Data compression can reduce the space required to store a single payload. That's...

ithkuil · on Sept 19, 2024

I think it is useful to consider this a form of lossless compression not only because it technically is a form of lossless compression but also because a simple compression algorithm like this is a good introduction to the various tradeoffs that compression algorithms can have.

This is an instance of dictionary encoding where terms are words and dictionary code space is the entire machine addressing space (heap).

The disadvantage of this approach is that you can only "deduplicate" words that are exactly the same and you cannot remove duplicated substrings. Another disadvantage is that the dictionary code size is 8 bytes which means you achieve some saving only for words that are longer than 8 bytes (plus some other overhead for the interning index).

Compression algorithms that use dictionary encoding typically use code/symbol sizes smaller than 64 bits, often using variable length encoded numbers encoded with some kind of entropy coding that is able to use short bit sequences for codes representing dictionary entries appearing often and longer bit sequences for less frequent ones.

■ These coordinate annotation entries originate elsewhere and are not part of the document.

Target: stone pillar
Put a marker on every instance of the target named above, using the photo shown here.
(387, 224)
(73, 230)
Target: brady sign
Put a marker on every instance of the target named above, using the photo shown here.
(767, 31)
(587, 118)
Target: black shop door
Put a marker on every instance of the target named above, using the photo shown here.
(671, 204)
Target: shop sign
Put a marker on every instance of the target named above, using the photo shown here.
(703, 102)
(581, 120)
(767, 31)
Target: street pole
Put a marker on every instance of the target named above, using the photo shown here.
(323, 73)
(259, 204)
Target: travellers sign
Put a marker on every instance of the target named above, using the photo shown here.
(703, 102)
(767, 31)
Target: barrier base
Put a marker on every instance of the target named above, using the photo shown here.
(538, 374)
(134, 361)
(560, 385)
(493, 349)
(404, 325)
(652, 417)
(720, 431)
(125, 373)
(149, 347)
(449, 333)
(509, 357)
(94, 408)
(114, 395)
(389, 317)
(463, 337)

But the idea is the same. During decompression you read each "number" from the compressed stream and you use it effectively to index an array that contains the target (sub)strings.

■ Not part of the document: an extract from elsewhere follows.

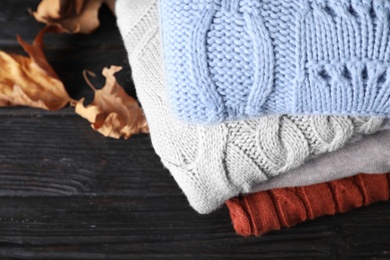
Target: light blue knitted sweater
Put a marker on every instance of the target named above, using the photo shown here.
(232, 59)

The algorithm in the post just interprets the 64-bit dictionary code as an index in the giant array that is the machine addressing space.

rat9988 · on Sept 19, 2024

I'm not sure I can follow you here. Data compression cannot reduce the size of a single word if we count the dictionary size.

recursive · on Sept 19, 2024

It's not impossible... but who said anything about a single word?

wjholden · on Sept 19, 2024

I like the term "deduplication."